City Councilman Jim Madaffer is the biggest champion of the redevelopment process in Grantville. He initiated contact with HG Fenton Co., a major real estate company and owner of five Grantville properties, and some of the other local businesses to form the Grantville Redevelopment Advisory Committee a couple of years ago. The committee comprised representatives of the biggest businesses in the area – like Fenton, Superior Ready Mix, Kaiser Permanente – as well as community representatives and some smaller companies.

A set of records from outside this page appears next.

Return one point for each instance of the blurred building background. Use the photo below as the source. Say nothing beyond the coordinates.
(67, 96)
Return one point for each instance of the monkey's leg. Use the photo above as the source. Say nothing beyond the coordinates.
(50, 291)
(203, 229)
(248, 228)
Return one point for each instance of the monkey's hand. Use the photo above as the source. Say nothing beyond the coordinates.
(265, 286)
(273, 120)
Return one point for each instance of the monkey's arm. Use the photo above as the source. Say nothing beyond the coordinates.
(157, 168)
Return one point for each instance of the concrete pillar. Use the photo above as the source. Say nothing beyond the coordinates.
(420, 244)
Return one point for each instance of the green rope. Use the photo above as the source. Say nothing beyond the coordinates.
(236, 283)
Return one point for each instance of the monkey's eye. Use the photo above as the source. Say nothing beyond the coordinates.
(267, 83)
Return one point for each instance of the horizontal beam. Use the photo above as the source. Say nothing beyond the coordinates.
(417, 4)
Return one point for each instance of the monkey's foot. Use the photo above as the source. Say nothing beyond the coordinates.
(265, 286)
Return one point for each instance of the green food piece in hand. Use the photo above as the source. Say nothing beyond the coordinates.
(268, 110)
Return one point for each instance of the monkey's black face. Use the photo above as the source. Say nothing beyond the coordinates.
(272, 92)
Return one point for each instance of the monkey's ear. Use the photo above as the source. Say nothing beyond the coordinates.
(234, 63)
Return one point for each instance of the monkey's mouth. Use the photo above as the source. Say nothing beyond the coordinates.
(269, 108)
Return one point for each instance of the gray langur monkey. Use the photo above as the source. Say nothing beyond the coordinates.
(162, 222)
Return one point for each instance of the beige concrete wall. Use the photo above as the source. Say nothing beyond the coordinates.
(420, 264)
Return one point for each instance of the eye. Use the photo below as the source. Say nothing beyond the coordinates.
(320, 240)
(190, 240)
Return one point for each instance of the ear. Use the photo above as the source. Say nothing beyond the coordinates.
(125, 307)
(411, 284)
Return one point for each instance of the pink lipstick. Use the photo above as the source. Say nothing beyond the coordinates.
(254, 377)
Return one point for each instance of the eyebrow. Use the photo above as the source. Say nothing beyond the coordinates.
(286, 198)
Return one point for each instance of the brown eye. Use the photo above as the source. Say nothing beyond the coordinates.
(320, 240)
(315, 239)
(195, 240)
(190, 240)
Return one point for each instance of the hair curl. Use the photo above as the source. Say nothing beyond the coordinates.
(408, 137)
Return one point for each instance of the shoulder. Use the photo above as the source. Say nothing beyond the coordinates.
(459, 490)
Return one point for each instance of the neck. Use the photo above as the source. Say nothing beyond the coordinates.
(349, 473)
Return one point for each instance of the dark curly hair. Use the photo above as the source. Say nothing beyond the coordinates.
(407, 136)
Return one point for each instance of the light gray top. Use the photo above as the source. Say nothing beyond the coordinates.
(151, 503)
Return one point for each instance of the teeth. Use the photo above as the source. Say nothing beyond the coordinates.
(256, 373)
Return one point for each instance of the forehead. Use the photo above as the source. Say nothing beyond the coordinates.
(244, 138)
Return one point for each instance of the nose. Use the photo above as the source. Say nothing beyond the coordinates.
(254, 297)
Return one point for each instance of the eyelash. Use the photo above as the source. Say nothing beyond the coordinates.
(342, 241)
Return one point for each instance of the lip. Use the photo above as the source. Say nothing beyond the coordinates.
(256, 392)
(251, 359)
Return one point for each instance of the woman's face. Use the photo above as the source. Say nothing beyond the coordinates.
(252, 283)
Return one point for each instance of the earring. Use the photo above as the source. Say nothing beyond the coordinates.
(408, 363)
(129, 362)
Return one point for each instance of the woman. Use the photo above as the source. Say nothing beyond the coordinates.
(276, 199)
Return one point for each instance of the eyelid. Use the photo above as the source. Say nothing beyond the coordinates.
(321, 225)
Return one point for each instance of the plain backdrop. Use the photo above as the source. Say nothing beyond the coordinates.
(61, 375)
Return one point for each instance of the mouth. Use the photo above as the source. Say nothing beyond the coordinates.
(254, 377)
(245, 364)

The main issues the group was hoping to address by creating the redevelopment area were traffic snarls, floods and other infrastructure shortcomings, said Mike Neal, the committee’s chair and the president and chief executive of Fenton. Though such issues would likely eventually come up for funding from the city’s general fund, the San Diego’s financial woes mean the improvements could take years. That led Madaffer and the committee to try to get at funding this way; they proposed the redevelopment classification to the City Council in March 2005. The council adopted the redevelopment plan in May that same year.
|“If you look hard enough anywhere, you can find things that need work.”|
|– John Pilch,|
Grantville advisory committee
“The redevelopment allows tax dollars to be available to that community to fix issues that are in that community,” Neal said. “The challenge is to get the dollars available.”
Madaffer declined numerous requests for comment for this story.
The Grantville of the Future?
Trees, shops and wide sidewalks lining the streets. People walking from their condos or taking the trolley from other communities to the Grantville Station, then strolling to the San Diego River.
Those constitute some of the ideals put forth in the two privately financed plans. Though the county-city legal kafuffle remains, several powerful business interests say they want to be ready to start redeveloping as soon as the lawsuit is settled – in favor of the city, they presume.
So, at least two major businesses, HG Fenton Co. and Superior Ready Mix, have hired private consultants to draft plans. Those plans include residential condos and apartments, better access to the river and better traffic circulation. They typify a fundamental shift for the community, moving it from a jumbled neighborhood of businesses of varying sizes to a more cohesively planned village – not unlike the City of Villages model adopted by San Diego in recent years.
Several community members said they felt overwhelmed by the influence of two or three major business players in something that the city, at least officially, can’t take action on until the legal issues are solved.
But there are elements of the redevelopment plans that appeal to proponents and opponents alike – such as reorienting the community to its proximity to the San Diego River, and to the trolley station. Those are just not aims Peterson thinks the community needs the “blight” label to accomplish.
“In this free economy, I’ve seen it often,” he said, pointing to a car service center that was a vacant lot when he started business 13 years ago, to the Starbucks across the street, to the Home Depot around the corner. The redevelopment plan is unnecessary, he believes – unaided capitalism could improve Grantville over time.
San Carlos resident and Grantville committee member John Pilch agrees. The area could use some sprucing up, he said – especially to fix its traffic problems. Though he voted for the redevelopment designation reluctantly, Pilch said he doesn’t believe the problems don’t constitute blight.
“You can pretty much rationalize anything,” he said. “If you look hard enough anywhere, you can find things that need work.”